This blogging thing is sort of like trying on bathing suits and having the mirror located somewhere in the middle of the mall – it’s terrifying. Sure most of my most private parts are still covered but enough is on display to invite ridicule.
I like one piece suits — large and black. I like them to give the optical illusion of thinness. I’m not big into displaying myself and yet I am compelled to do a virtual striptease with my writing.
Even in the wildest of fiction a writer’s true self is on display – how they love, what they fear, what is important to them. All these things are central to how a story appears on the page. We think, fear, love the same on Mars as we do in our own back yard. The ‘who’ we are as people shows up in our words and in the actions of characters we create.

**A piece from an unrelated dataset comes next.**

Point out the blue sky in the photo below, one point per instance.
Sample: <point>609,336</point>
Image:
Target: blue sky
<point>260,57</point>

I’m currently immersed in writing short essays about the nothings of my life (my cousin’s word – “you take nothing and turn it into a story,” she said during a recent phone call). I’m having a lot of fun doing it – I’m celebrating my own weirdness. I’ve been accused of looking at the world from an odd angle – unsurprising really, I’m a bit left of center. But every time I publish a piece on my blog my insecurities do a war dance.

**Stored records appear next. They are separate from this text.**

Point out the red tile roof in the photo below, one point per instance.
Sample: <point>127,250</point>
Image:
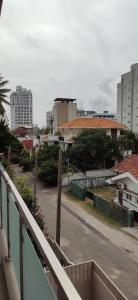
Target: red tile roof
<point>129,164</point>
<point>92,123</point>
<point>28,144</point>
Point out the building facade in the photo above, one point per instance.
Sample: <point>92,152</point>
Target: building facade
<point>21,108</point>
<point>127,99</point>
<point>64,110</point>
<point>73,128</point>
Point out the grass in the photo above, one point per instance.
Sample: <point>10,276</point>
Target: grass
<point>93,211</point>
<point>104,192</point>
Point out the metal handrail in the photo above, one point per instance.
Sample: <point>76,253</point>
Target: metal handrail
<point>54,265</point>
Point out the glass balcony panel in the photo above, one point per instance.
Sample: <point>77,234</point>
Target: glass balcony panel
<point>4,203</point>
<point>14,236</point>
<point>35,282</point>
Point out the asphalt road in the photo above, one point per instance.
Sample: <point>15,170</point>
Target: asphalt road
<point>80,244</point>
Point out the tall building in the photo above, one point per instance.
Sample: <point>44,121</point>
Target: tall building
<point>21,108</point>
<point>65,109</point>
<point>127,99</point>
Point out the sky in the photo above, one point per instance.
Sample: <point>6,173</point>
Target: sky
<point>68,48</point>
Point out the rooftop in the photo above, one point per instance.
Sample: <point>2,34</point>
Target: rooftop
<point>92,123</point>
<point>129,164</point>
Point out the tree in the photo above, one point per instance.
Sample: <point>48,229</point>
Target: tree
<point>7,139</point>
<point>93,149</point>
<point>3,92</point>
<point>27,194</point>
<point>26,161</point>
<point>48,173</point>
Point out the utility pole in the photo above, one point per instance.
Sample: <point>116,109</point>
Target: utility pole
<point>58,225</point>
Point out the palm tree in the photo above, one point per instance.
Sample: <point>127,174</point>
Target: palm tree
<point>3,95</point>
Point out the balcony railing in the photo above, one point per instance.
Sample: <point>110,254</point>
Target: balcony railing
<point>18,223</point>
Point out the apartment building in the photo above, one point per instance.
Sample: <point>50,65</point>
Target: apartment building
<point>21,108</point>
<point>127,99</point>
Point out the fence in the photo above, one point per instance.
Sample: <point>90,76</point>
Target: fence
<point>124,216</point>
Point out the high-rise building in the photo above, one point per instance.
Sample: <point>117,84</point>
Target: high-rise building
<point>127,99</point>
<point>21,108</point>
<point>65,109</point>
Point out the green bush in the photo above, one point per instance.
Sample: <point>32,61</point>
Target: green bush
<point>48,173</point>
<point>26,161</point>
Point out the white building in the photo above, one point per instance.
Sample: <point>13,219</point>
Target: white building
<point>126,183</point>
<point>127,99</point>
<point>21,108</point>
<point>64,110</point>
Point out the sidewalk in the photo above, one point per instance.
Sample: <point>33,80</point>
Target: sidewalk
<point>120,238</point>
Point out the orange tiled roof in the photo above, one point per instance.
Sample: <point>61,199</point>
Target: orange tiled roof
<point>129,164</point>
<point>92,123</point>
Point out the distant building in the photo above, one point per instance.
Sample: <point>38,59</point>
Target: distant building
<point>64,110</point>
<point>127,99</point>
<point>93,114</point>
<point>73,128</point>
<point>4,118</point>
<point>21,108</point>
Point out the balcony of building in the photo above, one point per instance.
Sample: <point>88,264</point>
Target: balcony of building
<point>29,268</point>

I’m not a terrific speller – my iPad has a hay day with some of the words I type (sometimes artificial intelligence can’t even figure out what I’m trying to say and yet it can calculate the shortest route to galaxies far away). My punctuation is atrocious. And yet I persist.

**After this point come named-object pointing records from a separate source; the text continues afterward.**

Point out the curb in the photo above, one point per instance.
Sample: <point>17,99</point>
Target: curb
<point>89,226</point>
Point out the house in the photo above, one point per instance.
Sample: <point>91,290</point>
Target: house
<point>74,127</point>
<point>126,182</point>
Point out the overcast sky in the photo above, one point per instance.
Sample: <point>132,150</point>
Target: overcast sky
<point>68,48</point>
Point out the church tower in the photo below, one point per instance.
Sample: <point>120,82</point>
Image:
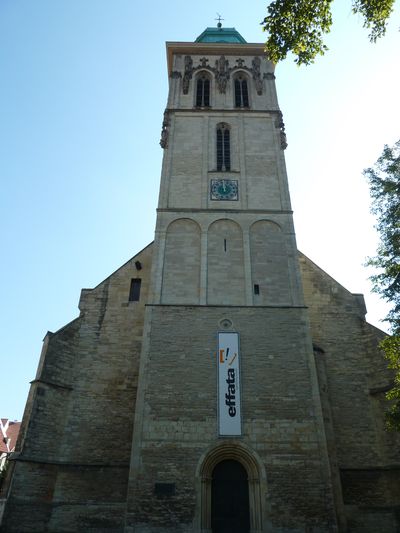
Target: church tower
<point>228,425</point>
<point>219,381</point>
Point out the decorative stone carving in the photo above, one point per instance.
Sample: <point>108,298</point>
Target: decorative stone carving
<point>187,76</point>
<point>165,130</point>
<point>281,125</point>
<point>256,70</point>
<point>222,72</point>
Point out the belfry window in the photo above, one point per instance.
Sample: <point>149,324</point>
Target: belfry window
<point>223,148</point>
<point>241,92</point>
<point>203,91</point>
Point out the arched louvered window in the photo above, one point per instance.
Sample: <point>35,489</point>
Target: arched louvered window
<point>223,147</point>
<point>241,92</point>
<point>203,91</point>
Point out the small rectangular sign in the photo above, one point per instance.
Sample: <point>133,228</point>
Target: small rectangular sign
<point>229,384</point>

It’s not like I have anything important to say – I am the least profound person I know. I don’t have ready answers to even the most innocent questions. My granddaughter asked me the other day if horses wiped their bums. Easy question right? Nope. The answer involved a complicated back and forth about bum wiping – who does, who doesn’t and who really should. (Apparently lamas definitely should).
I discovered something interesting relaying this discussion to my son — my answer really had nothing to do with the story – the question did.
So here’s the thing – my essays show up out of nowhere – the story is built on nothing – my punctuation sucks and my spelling is off the chart. I’m the perfect person to write a blog don’t you think? But it beats hell out of trying on bathing suits.